In a 2009 article “Sweet Spot,” Time Magazine reported on how the least healthy cereals–Cinnamon Toast Crunch was voted least healthy with the most TV ads, for the record–do the most marketing. The Yale Rudd findings also show that each year, preschoolers (ages 2 to 5) see an average of 507 cereal ads that are designed to appeal to kids.

To be honest, I’ve seen it with my own two eyes.  I tried my best to keep my daughter away from the madness. Once upon a time, the cereal advertising was reserved for Saturday morning cartoon hours. Today, the commercials run all day long, thanks to child-geared cable channels. Some of the commercials feature so many distractions—goofy characters, hip-hop flavored jingles, and enough special effects to rival a Hollywood film—that it’s hard to even figure out what the commercials are about.
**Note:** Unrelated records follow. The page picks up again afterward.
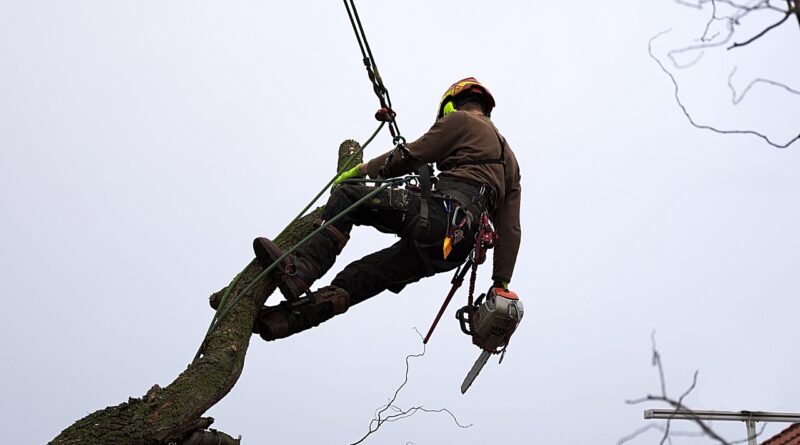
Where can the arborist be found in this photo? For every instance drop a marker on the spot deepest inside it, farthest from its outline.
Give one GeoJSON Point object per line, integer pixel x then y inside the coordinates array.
{"type": "Point", "coordinates": [437, 227]}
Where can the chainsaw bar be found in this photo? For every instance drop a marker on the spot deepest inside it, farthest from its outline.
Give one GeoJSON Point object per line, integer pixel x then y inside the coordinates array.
{"type": "Point", "coordinates": [476, 369]}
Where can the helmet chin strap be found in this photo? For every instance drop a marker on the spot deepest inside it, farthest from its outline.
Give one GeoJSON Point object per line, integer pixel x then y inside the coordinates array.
{"type": "Point", "coordinates": [449, 107]}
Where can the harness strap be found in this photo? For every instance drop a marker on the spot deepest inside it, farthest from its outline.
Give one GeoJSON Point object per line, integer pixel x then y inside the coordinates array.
{"type": "Point", "coordinates": [425, 190]}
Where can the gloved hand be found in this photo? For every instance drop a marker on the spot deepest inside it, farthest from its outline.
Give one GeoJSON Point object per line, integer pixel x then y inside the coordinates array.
{"type": "Point", "coordinates": [354, 172]}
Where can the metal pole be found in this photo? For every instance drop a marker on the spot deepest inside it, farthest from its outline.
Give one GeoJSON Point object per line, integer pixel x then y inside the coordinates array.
{"type": "Point", "coordinates": [751, 432]}
{"type": "Point", "coordinates": [748, 417]}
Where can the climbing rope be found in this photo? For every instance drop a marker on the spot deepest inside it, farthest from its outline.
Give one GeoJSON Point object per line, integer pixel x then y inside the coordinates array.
{"type": "Point", "coordinates": [386, 113]}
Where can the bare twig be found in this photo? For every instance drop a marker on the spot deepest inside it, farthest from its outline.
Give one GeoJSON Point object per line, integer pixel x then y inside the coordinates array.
{"type": "Point", "coordinates": [740, 97]}
{"type": "Point", "coordinates": [689, 117]}
{"type": "Point", "coordinates": [399, 413]}
{"type": "Point", "coordinates": [763, 32]}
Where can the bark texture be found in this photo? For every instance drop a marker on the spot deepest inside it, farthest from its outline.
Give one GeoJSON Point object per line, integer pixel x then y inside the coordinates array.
{"type": "Point", "coordinates": [171, 414]}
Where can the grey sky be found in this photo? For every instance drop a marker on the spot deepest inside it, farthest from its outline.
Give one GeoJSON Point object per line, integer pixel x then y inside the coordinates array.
{"type": "Point", "coordinates": [144, 144]}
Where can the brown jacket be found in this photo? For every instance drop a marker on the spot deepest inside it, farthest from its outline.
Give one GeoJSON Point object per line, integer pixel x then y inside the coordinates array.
{"type": "Point", "coordinates": [458, 137]}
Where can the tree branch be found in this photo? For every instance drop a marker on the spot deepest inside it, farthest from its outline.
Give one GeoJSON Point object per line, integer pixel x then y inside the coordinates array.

But it seems the kids—and their consumer parents, obviously—are getting the message that the products are pushing: buy me. About a third of children in the U.S. are considered overweight or obese, and researchers believe television advertising is a significant contributing factor.

My four-year-old is growing up on the cereals I currently eat, the very un-kid-marketed Raisin Bran and Cheerios. Her first taste of a sugary cereal though was prompted by a little red apple character, Jack, I guess is his name. While shopping one day in the grocery store, she immediately recognized the green box with the bold letters Apple Jacks. For her, it was love at first bite. But there are rules, one bowl, twice a week.

The latest news is that the federal government preparing to impose strict new standards on the U.S. food industry and how it markets junk food to kids. With childhood obesity at an all-time high, is it too little, too late?

Did you know that in the U.K. junk food can’t be marketed on children’s television?

Is it the responsibility of the food industry to restrict ads or is it the parents fault for buying the food at all?